Personal information
- Born: December 25, 1969 (age 56) Beaumont, Texas, U.S.
- Listed height: 6 ft 0 in (1.83 m)
- Listed weight: 180 lb (82 kg)

Career information
- College: Southwestern Louisiana (1989–1992)

Career history
- 1993: San Diego Chargers*
- 1993: Edmonton Eskimos
- 1994: San Diego Chargers*
- * Offseason or practice squad member only

Awards and highlights
- Grey Cup champion (1993); First-team All-IFA (1992); Second-team All-South independent (1991);

= Wayde Butler =

American gridiron football player (born 1969)

Wayde Douglas Butler Jr. (born December 25, 1969) is an American former professional football wide receiver who played one season with the Edmonton Eskimos of the Canadian Football League (CFL). He played college football at the University of Southwestern Louisiana. He was also a member of the San Diego Chargers of the National Football League (NFL).

==Early life and college==
Wayde Douglas Butler Jr. was born on December 25, 1969, in Beaumont, Texas. He was a four-year letterman for the Southwestern Louisiana Ragin' Cajuns of the University of Southwestern Louisiana from 1989 to 1992, spending time at both wide receiver and running back. He caught 41 passes for 516 yards and one touchdown as a freshman in 1989 while also rushing 29 times for 111 yards and returning three kicks for 60 yards. In 1990, Butler totaled 43 receptions for 398 yards, 50 carries for 186 yards and	two touchdowns, and 16 kick returns for 361 yards. His junior year in 1991, he recorded 38	catches for 491 yards and three touchdowns, three rushes for 13 yards, and 12 kick returns for 268 yards, earning Associated Press (AP) second-team All-South independent honors. As a senior in 1992, he accumulated 50 receptions for 671 yards and four touchdowns, eight carries for 20 yards, seven kick returns for 157 yards, and four punt returns for 27 yards, garnering AP first-team All-IFA accolades. Butler played in the East-West Shrine Game after his senior season. He also completed two of six passes for	76 yards, one touchdown, and one interception during his college career.

==Professional career==
Butler was signed by the NFL's San Diego Chargers on May 4, 1993, after going undrafted in the 1993 NFL draft. He was released by the Chargers on August 30, 1993.

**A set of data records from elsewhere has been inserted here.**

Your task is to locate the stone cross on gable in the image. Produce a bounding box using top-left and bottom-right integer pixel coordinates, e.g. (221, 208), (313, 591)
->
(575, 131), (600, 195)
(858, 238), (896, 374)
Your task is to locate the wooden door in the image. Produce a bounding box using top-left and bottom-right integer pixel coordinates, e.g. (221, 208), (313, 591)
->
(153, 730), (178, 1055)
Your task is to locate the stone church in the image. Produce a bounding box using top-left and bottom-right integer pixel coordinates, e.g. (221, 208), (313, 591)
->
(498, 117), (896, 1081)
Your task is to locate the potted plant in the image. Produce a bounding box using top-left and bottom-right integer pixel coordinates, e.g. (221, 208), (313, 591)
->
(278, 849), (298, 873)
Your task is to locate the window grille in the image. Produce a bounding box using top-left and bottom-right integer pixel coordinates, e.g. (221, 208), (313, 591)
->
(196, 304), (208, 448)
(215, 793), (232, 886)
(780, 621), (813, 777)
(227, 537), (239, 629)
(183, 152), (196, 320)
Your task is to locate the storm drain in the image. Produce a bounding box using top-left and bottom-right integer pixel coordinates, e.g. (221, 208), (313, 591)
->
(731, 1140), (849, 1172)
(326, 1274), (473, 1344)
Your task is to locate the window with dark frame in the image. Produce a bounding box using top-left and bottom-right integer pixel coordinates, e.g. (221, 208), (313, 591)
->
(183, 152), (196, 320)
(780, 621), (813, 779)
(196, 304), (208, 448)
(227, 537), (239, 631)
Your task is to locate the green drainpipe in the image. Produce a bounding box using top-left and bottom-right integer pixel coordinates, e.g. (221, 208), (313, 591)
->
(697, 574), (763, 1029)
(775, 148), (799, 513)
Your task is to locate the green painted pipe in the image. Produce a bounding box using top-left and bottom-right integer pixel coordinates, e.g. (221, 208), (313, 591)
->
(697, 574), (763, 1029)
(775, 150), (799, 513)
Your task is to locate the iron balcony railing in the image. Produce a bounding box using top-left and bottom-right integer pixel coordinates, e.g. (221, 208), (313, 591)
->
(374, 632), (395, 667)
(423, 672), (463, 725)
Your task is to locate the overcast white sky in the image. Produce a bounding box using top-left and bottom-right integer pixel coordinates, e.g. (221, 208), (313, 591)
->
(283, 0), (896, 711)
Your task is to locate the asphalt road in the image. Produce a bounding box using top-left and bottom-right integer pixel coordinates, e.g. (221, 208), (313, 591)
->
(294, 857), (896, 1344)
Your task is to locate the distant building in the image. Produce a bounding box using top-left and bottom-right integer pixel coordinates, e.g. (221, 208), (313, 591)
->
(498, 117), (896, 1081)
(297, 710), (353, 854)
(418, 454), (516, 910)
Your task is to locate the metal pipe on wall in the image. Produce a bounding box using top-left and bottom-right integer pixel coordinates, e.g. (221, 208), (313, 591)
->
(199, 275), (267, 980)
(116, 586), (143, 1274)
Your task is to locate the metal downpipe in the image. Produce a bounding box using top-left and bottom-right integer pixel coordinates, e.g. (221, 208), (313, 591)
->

Butler signed with the Edmonton Eskimos of the CFL in October 1993. Butler played in three games for the Eskimos during the 1993 season, catching one pass for seven yards and posting one tackle. On November 28, 1993, the Eskimos beat the Winnipeg Blue Bombers in the 81st Grey Cup by a score of 33–23. He was released by the Eskimos on July 4, 1994, before the start of the 1994 season.

Butler spent the 1994 off-season with the San Diego Chargers. He was released by the Chargers on August 22, 1994.